A unique feature of PdMLabs is the cross-evaluation between RUL and Survival Analysis models. Inspired by the **TITEUF SYSTEM** (see `TITEUF on GitHub <https://github.com/agiannoul/TITEUF/tree/main>`_), PdMLabs calculates Survival Analysis metrics for deterministic RUL predictions, and vice versa (calculating regression metrics from survival probabilities). This provides a holistic view of a model's performance regardless of its foundational approach.

For RUL prediction, models are evaluated as regression tasks, while also computing survival metrics:

- **MAPE**: Mean Absolute Percentage Error.
- **MDAPE**: Median Absolute Percentage Error.
- **MSE / RMSE**: Mean Squared Error and Root Mean Squared Error.
- **MAE**: Mean Absolute Error.
- **R² Score**: Coefficient of determination.

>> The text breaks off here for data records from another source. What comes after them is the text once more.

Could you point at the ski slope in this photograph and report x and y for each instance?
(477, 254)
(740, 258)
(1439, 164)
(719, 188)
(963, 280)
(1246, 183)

Survival models output probabilities over time, evaluated with metrics that handle right-censored data, while also extracting expected RUL to compute standard regression errors:

- **IBS (Integrated Brier Score)**: Measures Brier calibration and discrimination ability of survival probabilities over time.
- **Max Brier Score**: Maximum Brier score observed across time points.
- **C-Index (Concordance Index)**: Measures how well the model predicts the ordering of survival times.
- **Mean AUC-ROC**: Mean Area Under the Receiver Operating Characteristic Curve over time.

Adding Custom Metrics
---------------------

PdMLabs is designed to be easily extensible. If you want to compute custom business metrics, cost-based metrics, or domain-specific logic, you can inject your own evaluators into the pipeline without modifying the core experiment code.

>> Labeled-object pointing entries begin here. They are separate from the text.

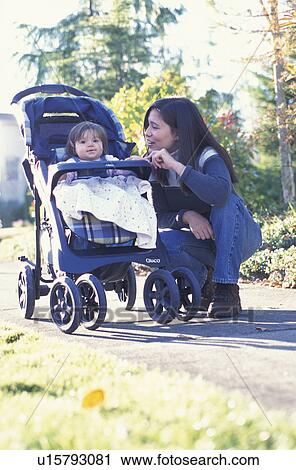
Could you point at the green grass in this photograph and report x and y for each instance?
(44, 380)
(16, 241)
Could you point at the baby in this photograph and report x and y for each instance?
(87, 142)
(114, 196)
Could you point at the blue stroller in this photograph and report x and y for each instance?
(74, 264)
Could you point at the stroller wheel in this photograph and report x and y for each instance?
(65, 305)
(26, 290)
(94, 302)
(128, 292)
(161, 296)
(189, 293)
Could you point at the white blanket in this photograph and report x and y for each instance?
(116, 199)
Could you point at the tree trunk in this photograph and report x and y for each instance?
(287, 174)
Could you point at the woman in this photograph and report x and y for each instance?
(194, 197)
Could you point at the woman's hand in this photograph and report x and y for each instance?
(162, 159)
(199, 225)
(134, 157)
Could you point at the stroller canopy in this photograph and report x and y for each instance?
(49, 120)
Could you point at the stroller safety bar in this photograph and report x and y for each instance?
(49, 88)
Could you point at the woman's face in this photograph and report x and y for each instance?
(159, 135)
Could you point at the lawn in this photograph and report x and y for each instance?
(56, 395)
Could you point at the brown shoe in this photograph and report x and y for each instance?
(207, 292)
(226, 302)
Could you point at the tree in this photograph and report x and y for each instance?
(102, 47)
(130, 104)
(281, 29)
(287, 173)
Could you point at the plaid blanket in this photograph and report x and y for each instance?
(98, 231)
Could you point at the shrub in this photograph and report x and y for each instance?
(276, 260)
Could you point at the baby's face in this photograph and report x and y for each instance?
(89, 147)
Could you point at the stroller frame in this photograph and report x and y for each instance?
(77, 295)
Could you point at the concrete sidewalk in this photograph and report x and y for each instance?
(255, 355)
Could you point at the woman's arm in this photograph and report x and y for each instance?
(213, 186)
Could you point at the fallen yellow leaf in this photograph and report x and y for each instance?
(93, 398)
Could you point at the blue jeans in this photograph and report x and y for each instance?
(186, 251)
(237, 237)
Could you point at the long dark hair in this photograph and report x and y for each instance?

**Step 1: Implement the Interface**

Create a new class inheriting from `EvaluatorInterface` and implement the `evaluate()` method. You have full access to the experiment object, the resulting predictions, and labels through `kwargs`.

.. code-block:: python

    from pdmlabs.evaluation.evaluator import EvaluatorInterface
    import mlflow

    class MyCustomCostEvaluator(EvaluatorInterface):
        def evaluate(self, experiment, **kwargs) -> dict:
            # Extract necessary variables from kwargs
            result_scores = kwargs.get('result_scores')
            result_labels = kwargs.get('result_labels')
            results_isfailure = kwargs.get('results_isfailure')
            
            # Compute your custom metric
            # e.g., total_cost = calculate_maintenance_cost(result_scores, results_isfailure)
            total_cost = 42.0 
            
            my_metrics = {
                "business_cost": total_cost,
                "custom_roi": 1.5
            }
            
            # Optionally log metrics directly to MLflow
            mlflow.log_metrics(my_metrics)
            
            # Return metrics dict so it gets included in the experiment summary
            return my_metrics


**Step 2: Pass to the Experiment**

Pass an instance of your custom evaluator to the `run_experiment()` function using the `custom_evaluators` argument. 

.. code-block:: python

    from pdmlabs.RunExperiment import run_experiment
    
    my_evaluator = MyCustomCostEvaluator()

    best_params = run_experiment(
        dataset=dataset_handler,
        methods=methods,
        param_space_dict_per_method=param_spaces,
        method_names=['MyMethod'],
        experiments=[SupervisedPdMExperiment],
        experiment_names=['My Custom Eval Run'],
        custom_evaluators=[my_evaluator]  # Inject your evaluator here!
    )

PdMLabs will seamlessly run the built-in default evaluator to give you standard metrics, and then iterate through your `custom_evaluators` to augment the MLflow logs with your proprietary metrics.